8. Clinical prediction guides: The guide must be generated in 1 set of patients (training set) and validated in an independent set of real not hypothe-tical patients (test set), and must pertain to treatment, diagnosis, prognosis, or causation.

9. Systematic reviews: The clinical topic being reviewed must be clearly stated; there must be a description of how the evidence on this topic was tracked down, from what sources, and with what inclusion and exclusion criteria; and 1 article included in the review must meet the above-noted criteria for treatment, diagnosis, prognosis, causation, quality improvement, or the economics of health care programs.

Evidence-Based Medicine has a related journal, ACP Journal Club, in which abstracts are restricted to internal medicine. It is generated using procedures identical to those used for Evidence-Based Medicine and is published by the American College of Physicians­American Society of Internal Medicine.

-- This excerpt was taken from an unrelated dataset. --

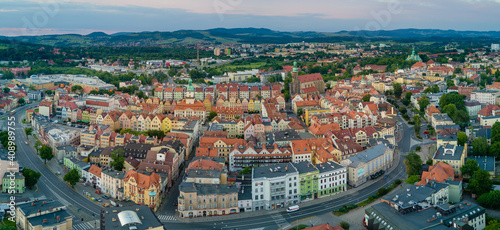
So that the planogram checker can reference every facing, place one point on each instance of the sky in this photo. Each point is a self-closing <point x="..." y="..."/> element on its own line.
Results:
<point x="42" y="17"/>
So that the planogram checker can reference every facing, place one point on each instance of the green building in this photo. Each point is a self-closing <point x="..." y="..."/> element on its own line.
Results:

Approximately half of the abstracts in ACP Journal Club are published in Evidence-Based Medicine, and the abstracts not published are listed, by their declarative titles, in the section titled Additional Articles Abstracted in ACP Journal Club.

Each abstract is reviewed by an expert in the content area, and a commentary is added to provide the contexts of previous knowledge and clinical practice within which the results of the abstracted study will be applied, any important methodological problems that affect interpretation of the study results, and recommendations for the clinical application of the study findings. The author of the original article is given an opportunity to review the abstract and commentary before publication.

* The detailed version of Purpose and Pro-cedure appeared in Evidence-Based Medicine. 1999 Sep-Oct;4:130-131.